Overview

You can configure Cromwell settings either through configuration files or the Java command line.

Check out the tutorial on How to Configure Cromwell for more information.

Configuration examples

You can find a description of options and example stanzas in the file cromwell.examples.conf.

Custom configuration files

You write configuration files in HOCON.

To run using your configuration file, you should copy relevant stanzas from cromwell.examples.conf into a new file, modify it as appropriate, then pass it to Cromwell via:

$ java -Dconfig.file=/path/to/yourOverrides.conf cromwell.jar ...

To create your own configuration file, start by creating a new text file, for example my.conf.

At the start of your file, include the file application.conf at the top before your custom configurations.

# include the application.conf at the top
include required(classpath("application"))

From there, copy or add other configuration values and/or stanzas with your customizations.

# include the application.conf at the top
include required(classpath("application"))

# Add customizations
webservice.port = 58000

Your configuration file can specify configuration as JSON-like stanzas or as dot-separated values.
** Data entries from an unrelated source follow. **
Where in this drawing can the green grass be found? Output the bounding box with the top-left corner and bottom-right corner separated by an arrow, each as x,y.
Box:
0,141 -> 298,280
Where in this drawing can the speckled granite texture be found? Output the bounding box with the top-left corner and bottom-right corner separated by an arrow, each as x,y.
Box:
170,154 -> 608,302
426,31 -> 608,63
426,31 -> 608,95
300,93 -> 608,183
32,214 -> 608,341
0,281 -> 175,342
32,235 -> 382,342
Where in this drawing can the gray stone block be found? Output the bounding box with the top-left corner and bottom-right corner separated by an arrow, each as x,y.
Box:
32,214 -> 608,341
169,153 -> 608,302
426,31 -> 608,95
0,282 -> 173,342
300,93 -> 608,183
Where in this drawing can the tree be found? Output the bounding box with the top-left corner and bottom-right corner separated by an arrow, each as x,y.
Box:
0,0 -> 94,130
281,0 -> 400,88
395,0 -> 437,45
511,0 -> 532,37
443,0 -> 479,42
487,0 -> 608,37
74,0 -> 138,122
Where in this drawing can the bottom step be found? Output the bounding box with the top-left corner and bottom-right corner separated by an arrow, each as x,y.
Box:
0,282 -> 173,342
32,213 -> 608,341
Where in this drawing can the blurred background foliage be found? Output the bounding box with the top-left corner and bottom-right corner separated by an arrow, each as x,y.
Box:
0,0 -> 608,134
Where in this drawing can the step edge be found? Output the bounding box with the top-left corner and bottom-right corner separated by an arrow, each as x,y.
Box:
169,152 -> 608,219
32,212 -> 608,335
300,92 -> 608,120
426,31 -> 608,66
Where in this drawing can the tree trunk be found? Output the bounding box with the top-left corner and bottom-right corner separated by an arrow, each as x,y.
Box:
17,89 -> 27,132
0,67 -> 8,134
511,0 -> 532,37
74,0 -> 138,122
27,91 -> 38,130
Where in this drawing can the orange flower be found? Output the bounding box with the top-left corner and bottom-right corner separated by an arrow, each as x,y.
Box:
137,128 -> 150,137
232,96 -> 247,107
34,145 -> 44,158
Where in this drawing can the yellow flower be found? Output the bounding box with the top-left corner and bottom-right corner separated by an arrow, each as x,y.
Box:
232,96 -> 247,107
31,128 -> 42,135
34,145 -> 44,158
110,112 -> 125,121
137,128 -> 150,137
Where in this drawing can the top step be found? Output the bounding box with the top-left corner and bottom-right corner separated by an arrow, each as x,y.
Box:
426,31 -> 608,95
These next two examples are are equivalent.

JSON-like stanza:

include required(classpath("application"))
webservice {
  port = 8000
  interface = 0.0.0.0
}

Dot-separated values:

include required(classpath("application"))
webservice.port = 8000
webservice.interface = 0.0.0.0

Configuration via command line

In addition to using configuration files, you can use dot-separated configuration names to specify values directly on the Java command line:

$ java -Dwebservice.port=8080 cromwell.jar ...

Advanced configuration

WARNING: These advanced configuration values can significantly affect the performance of Cromwell.

Server

By default the Cromwell server will bind to 0.0.0.0 on port 8000.
You can then access it through a browser at http://localhost:8000.
To change these settings, simply edit the following values in your configuration file:

webservice {
  port = 9000
  interface = 0.0.0.0
}

The above configuration will use port 9000.

Cromwell uses akka-http to serve requests. For more advanced configuration settings, refer to the akka-http documentation.
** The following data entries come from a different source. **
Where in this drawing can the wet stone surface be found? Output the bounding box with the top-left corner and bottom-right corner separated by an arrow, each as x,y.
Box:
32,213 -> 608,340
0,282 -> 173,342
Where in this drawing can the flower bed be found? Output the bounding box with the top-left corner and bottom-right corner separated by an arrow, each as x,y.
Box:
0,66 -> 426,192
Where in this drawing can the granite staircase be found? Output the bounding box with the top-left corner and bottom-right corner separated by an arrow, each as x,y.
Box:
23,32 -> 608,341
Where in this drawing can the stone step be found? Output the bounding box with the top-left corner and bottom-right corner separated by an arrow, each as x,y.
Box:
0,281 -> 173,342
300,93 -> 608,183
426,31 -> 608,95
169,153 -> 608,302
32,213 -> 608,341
For example, to increase the request timeout to 30 seconds you can add this stanza to your configuration file:

akka.http.server.request-timeout = 30s

I/O

I/O Throttling

Certain backends impose I/O limits. For example the Pipelines API imposes a quota on the number of queries that can be made per second.

You can effectively control and throttle the number of requests and resources allocated to those operations in the system.io configuration:

system.io {
  number-of-requests = 100000
  per = 100 seconds
}

I/O Resilience

I/O operations can fail for a number of reason from network failures to server errors. Some of those errors are not fatal and can be retried.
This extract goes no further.